Aggiungeva che le tante mancanze «sono evidentemente esito di una precedente grave carenza struttura/e di organizzazione, pianificazione, dotazione di mezzi e strumenti adeguati, logistica inadatta al servizio svolto, carico assistenziale sproporzionato a sedi, personale e mezzi. Risulta quindi estremamente rilevante e decisiva la persistente assenza delle figure di coordinamento, a tutti i livelli, assenze non tutte causate da infezione da Covid». Precisava meglio: «La pandemia non può essere addotta come esimente/scusante».

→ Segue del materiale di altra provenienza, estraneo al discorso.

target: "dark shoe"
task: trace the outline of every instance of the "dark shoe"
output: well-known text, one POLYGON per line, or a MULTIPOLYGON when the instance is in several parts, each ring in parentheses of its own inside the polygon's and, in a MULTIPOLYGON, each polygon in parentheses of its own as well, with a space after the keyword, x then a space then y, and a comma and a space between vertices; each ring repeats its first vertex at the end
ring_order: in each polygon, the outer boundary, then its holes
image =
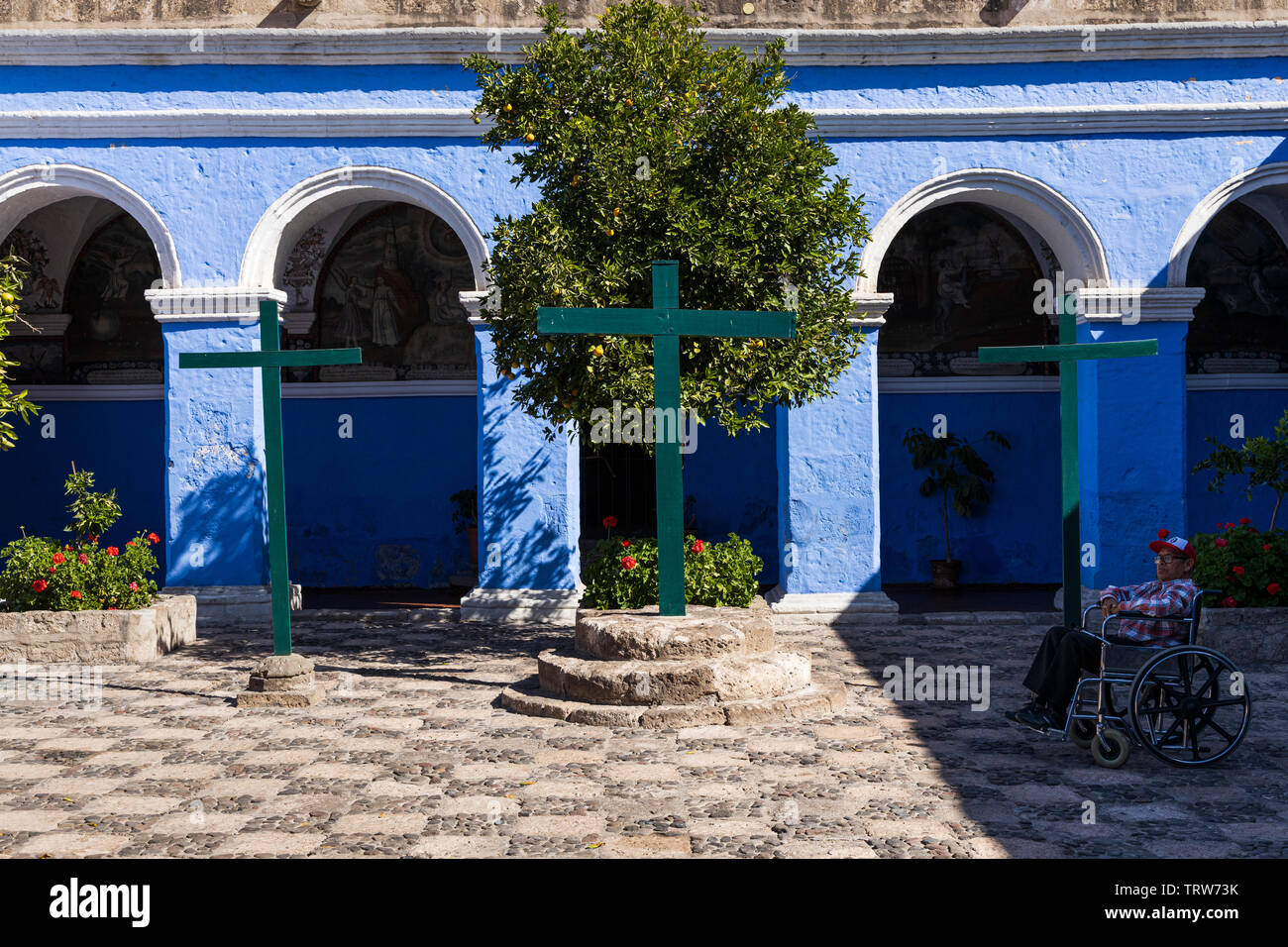
POLYGON ((1046 733, 1052 727, 1059 727, 1046 707, 1025 707, 1015 714, 1015 722, 1036 729, 1038 733, 1046 733))

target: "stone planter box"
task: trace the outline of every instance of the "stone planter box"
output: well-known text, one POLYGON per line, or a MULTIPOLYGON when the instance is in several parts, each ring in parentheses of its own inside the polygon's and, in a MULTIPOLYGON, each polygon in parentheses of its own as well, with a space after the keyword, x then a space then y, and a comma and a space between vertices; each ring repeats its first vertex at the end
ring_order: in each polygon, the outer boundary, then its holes
POLYGON ((1204 608, 1198 643, 1236 665, 1288 661, 1288 608, 1204 608))
POLYGON ((128 612, 0 613, 0 664, 147 664, 194 640, 192 595, 160 595, 128 612))

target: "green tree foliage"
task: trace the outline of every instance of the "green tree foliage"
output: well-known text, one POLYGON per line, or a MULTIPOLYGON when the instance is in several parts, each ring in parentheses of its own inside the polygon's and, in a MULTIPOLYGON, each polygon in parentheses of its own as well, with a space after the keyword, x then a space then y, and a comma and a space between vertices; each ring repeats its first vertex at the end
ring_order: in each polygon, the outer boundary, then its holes
MULTIPOLYGON (((996 430, 985 432, 984 438, 1003 450, 1011 450, 1011 442, 996 430)), ((960 517, 971 517, 988 506, 990 497, 985 484, 993 482, 993 470, 969 441, 956 434, 933 437, 921 428, 912 428, 903 435, 903 446, 912 455, 913 470, 926 472, 926 479, 920 487, 921 495, 943 493, 944 558, 952 562, 949 502, 960 517)))
POLYGON ((1200 460, 1194 465, 1191 473, 1211 470, 1212 479, 1208 490, 1220 492, 1226 477, 1240 477, 1247 474, 1247 497, 1252 499, 1256 487, 1270 487, 1275 495, 1275 508, 1270 513, 1270 528, 1275 528, 1275 519, 1279 517, 1279 505, 1288 493, 1288 411, 1275 424, 1275 435, 1252 437, 1243 442, 1239 450, 1229 445, 1218 443, 1208 434, 1207 442, 1216 447, 1207 460, 1200 460))
POLYGON ((783 43, 712 49, 701 15, 658 0, 611 6, 583 36, 541 13, 526 62, 465 59, 475 120, 493 122, 482 140, 540 195, 491 234, 488 318, 498 370, 523 372, 516 402, 556 424, 652 405, 650 339, 538 336, 536 322, 538 305, 650 305, 657 259, 679 260, 683 308, 797 312, 792 340, 684 339, 685 410, 738 433, 765 426, 766 405, 831 394, 862 345, 849 286, 867 219, 827 174, 813 117, 779 104, 783 43))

Certo, manca la prova provata delle cartelle cliniche e «del ruolo avuto dalla infezione da Sars-cov-2 nei decessi dei numerosi ospiti, conclude il professore. «Risulta impossibile individuare i singoli soggetti esposti e danneggiati che potevano essere diversamente gestiti, per la mancanza di alcun tracciamento dei fatti occorsi, di disposizione e trasferimenti degli ospiti, operatività degli operatori (chi seguiva chi)». Semmai, doveva essere un’aggravante. Invece il pm Barbara Cavallo ha chiesto l’archiviazione per i sei indagati in quanto non sarebbe possibile «valutare in concreto l’effettività e l’adeguatezza degli interventi dichiarati, né comunque ravvisare un nesso di causalità fra eventuali violazioni dei protocolli e gli eventi».